Williamson spoke to more than 100 people at the Nelson A. Rockefeller Center for Public Policy as part of its Path to the Presidency series. The event was also livestreamed and co-sponsored by the nonpartisan, student-led Dartmouth Political Union.
Williamson outlined the enormous challenges she said face the United States: a staggering economic inequality, the volatility of climate change, the lack of universal health care and affordable child care, the high incidence of gun violence, and onerous student loan debt which hinders young people from achieving the benchmarks of the American dream that their parents and grandparents did.
“I say we need to turn this around. This is a time of such crisis,” Williamson said, warning that the country was “six inches from the cliff.”
In the 1970s, she said, a family of four could buy a home, live on one parent’s income and afford to send their children to college. Because of the wide income disparities between the rich and the middle class, and the lack of what she called a living minimum wage, that is no longer possible, she said. She cited data showing that one-third of Americans now live on a wage of $15 an hour.
“That is not a thriving middle class.
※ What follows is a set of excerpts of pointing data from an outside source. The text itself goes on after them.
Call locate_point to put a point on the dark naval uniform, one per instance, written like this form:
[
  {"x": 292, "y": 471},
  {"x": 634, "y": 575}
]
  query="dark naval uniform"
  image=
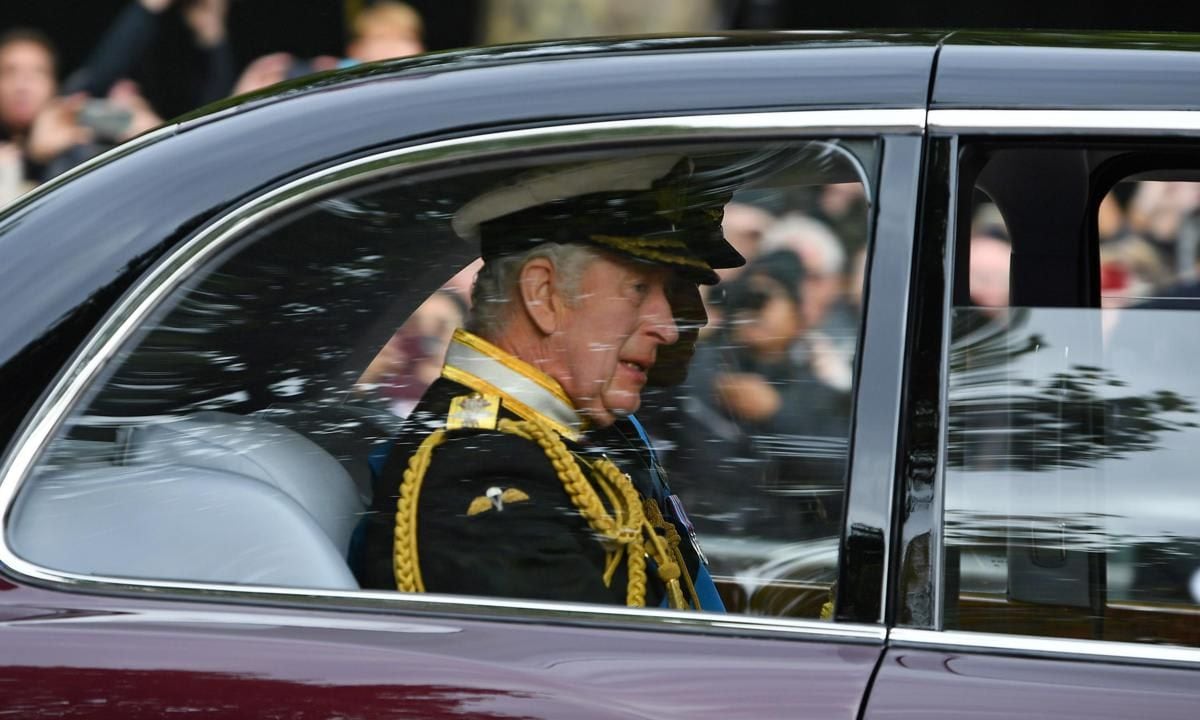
[{"x": 495, "y": 489}]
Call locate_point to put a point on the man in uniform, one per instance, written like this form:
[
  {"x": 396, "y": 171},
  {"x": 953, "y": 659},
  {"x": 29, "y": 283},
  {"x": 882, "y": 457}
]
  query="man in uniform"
[{"x": 522, "y": 473}]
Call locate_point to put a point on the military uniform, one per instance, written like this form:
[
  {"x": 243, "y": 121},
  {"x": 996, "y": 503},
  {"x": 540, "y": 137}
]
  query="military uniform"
[
  {"x": 478, "y": 497},
  {"x": 495, "y": 486}
]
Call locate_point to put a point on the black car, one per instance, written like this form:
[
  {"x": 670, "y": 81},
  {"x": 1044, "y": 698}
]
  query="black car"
[{"x": 955, "y": 478}]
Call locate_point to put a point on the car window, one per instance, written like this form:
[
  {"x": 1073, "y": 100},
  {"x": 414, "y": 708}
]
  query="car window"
[
  {"x": 1073, "y": 406},
  {"x": 250, "y": 431}
]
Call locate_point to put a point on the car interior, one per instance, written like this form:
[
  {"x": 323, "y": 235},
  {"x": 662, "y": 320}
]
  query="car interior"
[
  {"x": 229, "y": 441},
  {"x": 1048, "y": 552}
]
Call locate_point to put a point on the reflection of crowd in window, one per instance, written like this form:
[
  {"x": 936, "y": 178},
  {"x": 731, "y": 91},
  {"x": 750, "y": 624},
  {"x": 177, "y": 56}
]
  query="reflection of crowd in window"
[
  {"x": 1149, "y": 240},
  {"x": 756, "y": 437}
]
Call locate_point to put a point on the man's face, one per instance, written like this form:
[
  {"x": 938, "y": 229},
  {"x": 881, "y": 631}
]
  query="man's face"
[
  {"x": 611, "y": 336},
  {"x": 27, "y": 83}
]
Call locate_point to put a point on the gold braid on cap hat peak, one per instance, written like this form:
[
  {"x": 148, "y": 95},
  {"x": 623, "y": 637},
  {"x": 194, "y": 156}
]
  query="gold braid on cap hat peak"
[
  {"x": 627, "y": 529},
  {"x": 645, "y": 249}
]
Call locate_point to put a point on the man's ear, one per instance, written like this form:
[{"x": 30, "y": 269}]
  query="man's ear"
[{"x": 539, "y": 294}]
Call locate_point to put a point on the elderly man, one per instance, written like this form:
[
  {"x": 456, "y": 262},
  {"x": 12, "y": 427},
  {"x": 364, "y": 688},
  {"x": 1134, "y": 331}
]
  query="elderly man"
[{"x": 521, "y": 473}]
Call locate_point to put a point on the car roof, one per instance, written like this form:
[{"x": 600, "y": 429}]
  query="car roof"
[{"x": 1044, "y": 70}]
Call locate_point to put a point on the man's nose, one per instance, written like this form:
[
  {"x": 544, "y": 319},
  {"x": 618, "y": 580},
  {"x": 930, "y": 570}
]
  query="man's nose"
[{"x": 660, "y": 321}]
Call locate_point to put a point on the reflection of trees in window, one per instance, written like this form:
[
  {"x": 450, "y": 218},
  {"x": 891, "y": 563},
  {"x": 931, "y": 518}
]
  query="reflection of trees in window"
[{"x": 1066, "y": 420}]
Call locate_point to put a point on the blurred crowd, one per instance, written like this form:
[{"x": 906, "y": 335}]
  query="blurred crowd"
[
  {"x": 1150, "y": 247},
  {"x": 48, "y": 125}
]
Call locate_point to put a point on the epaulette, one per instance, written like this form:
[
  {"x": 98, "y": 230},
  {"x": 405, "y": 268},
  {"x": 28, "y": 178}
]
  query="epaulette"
[{"x": 474, "y": 411}]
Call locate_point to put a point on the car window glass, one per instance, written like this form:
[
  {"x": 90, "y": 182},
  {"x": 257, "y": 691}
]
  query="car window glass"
[
  {"x": 246, "y": 432},
  {"x": 1068, "y": 460}
]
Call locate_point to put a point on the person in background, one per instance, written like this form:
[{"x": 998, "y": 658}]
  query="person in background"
[
  {"x": 412, "y": 360},
  {"x": 28, "y": 83},
  {"x": 832, "y": 325},
  {"x": 381, "y": 31},
  {"x": 385, "y": 30},
  {"x": 102, "y": 107},
  {"x": 990, "y": 258}
]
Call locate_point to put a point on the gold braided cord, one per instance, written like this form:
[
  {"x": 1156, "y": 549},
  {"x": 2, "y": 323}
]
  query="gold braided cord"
[
  {"x": 624, "y": 535},
  {"x": 406, "y": 562},
  {"x": 654, "y": 515},
  {"x": 634, "y": 246},
  {"x": 627, "y": 528}
]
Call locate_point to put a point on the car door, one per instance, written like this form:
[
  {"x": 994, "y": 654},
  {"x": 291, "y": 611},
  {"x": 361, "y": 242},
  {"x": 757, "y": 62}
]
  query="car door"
[
  {"x": 1050, "y": 559},
  {"x": 180, "y": 503}
]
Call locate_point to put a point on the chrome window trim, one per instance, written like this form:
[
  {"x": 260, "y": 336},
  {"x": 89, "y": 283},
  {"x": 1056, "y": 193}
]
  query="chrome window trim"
[
  {"x": 1125, "y": 123},
  {"x": 1029, "y": 645},
  {"x": 169, "y": 271}
]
That is a destroyed middle class,” she said.
Williamson— a prolific best-selling writer whose books include Healing the Soul of America: Reclaiming Our Voices as Spiritual Citizens and A Politics of Love: A Handbook for a New American Revolution—said she is in favor of universal health care, paid family leave, canceling student loan debt and ending America’s “war on drugs.”
She criticized both the Republican and Democratic parties for being in thrall to “corporatist elements,” and also found fault with what she termed the “industrial media complex” for covering politics and governance as if it were a horse race.
“The pseudo-intellectual elite would have you believe that the only people you should trust as qualified to drive us out of this ditch are people whose careers have been ensconced in the car that drove us into this ditch,” she said. “I’m running for president because that system will not disrupt itself.”
The solution, or part of it, lies with the voters, Williamson said. “We need a revolution at the ballot box. … In order for this country to genuinely transform, we should see political activism as part of a meaningful life.”
Williamson also ran for president in 2020 and participated in some Democratic debates but dropped out before the New Hampshire primary and later endorsed U.S. Sen. Bernie Sanders of Vermont.
At Dartmouth on Tuesday, she took questions on whether she could, if she became president, disrupt the status quo, given the level of obstructionism in American politics. What would she do to limit or control guns? Why was she running when someone like Sanders had already endorsed President Joe Biden?
On the question of taking on an incumbent president for the Democratic nomination, Williamson offered a spirited rationale. “Show me in the Constitution where it says anything about that? Who says you can’t? That’s the horse race.”
Barbara Adjei ’23, who is interested in family and child policy, has been following Williamson’s campaign for a while: this was the first time she heard Williamson speak in person. “I like a lot of her work and her ideas. America needs more of a bigger picture,” Adjei said after the speech.
Tonia Zakorchemna ’23, a Ukrainian studying public policy and engineering, asked Williamson to outline her ideas for acceptable terms of peace in Ukraine. Williamson responded by lambasting Russian president Vladimir Putin but also criticized the U.S. for “poking the bear,” calling for a Department of Peace.
“I think she made a lot of claims of moral leadership, but I missed the clarity of her approach on that,” said Zakorchemna.
Ignacio “Nacho” Gutierrez ’25, who is majoring in Latin American studies and politics, as well as politics, philosophy and economics, said it was the most interesting Path to the Presidency event that he’d attended to date. “This was very interactive. I felt her responses weren’t cookie cutter. She’s good at extemporaneous speech,” he said.
As a result, Gutierrez said he would consider getting involved in Williamson’s campaign.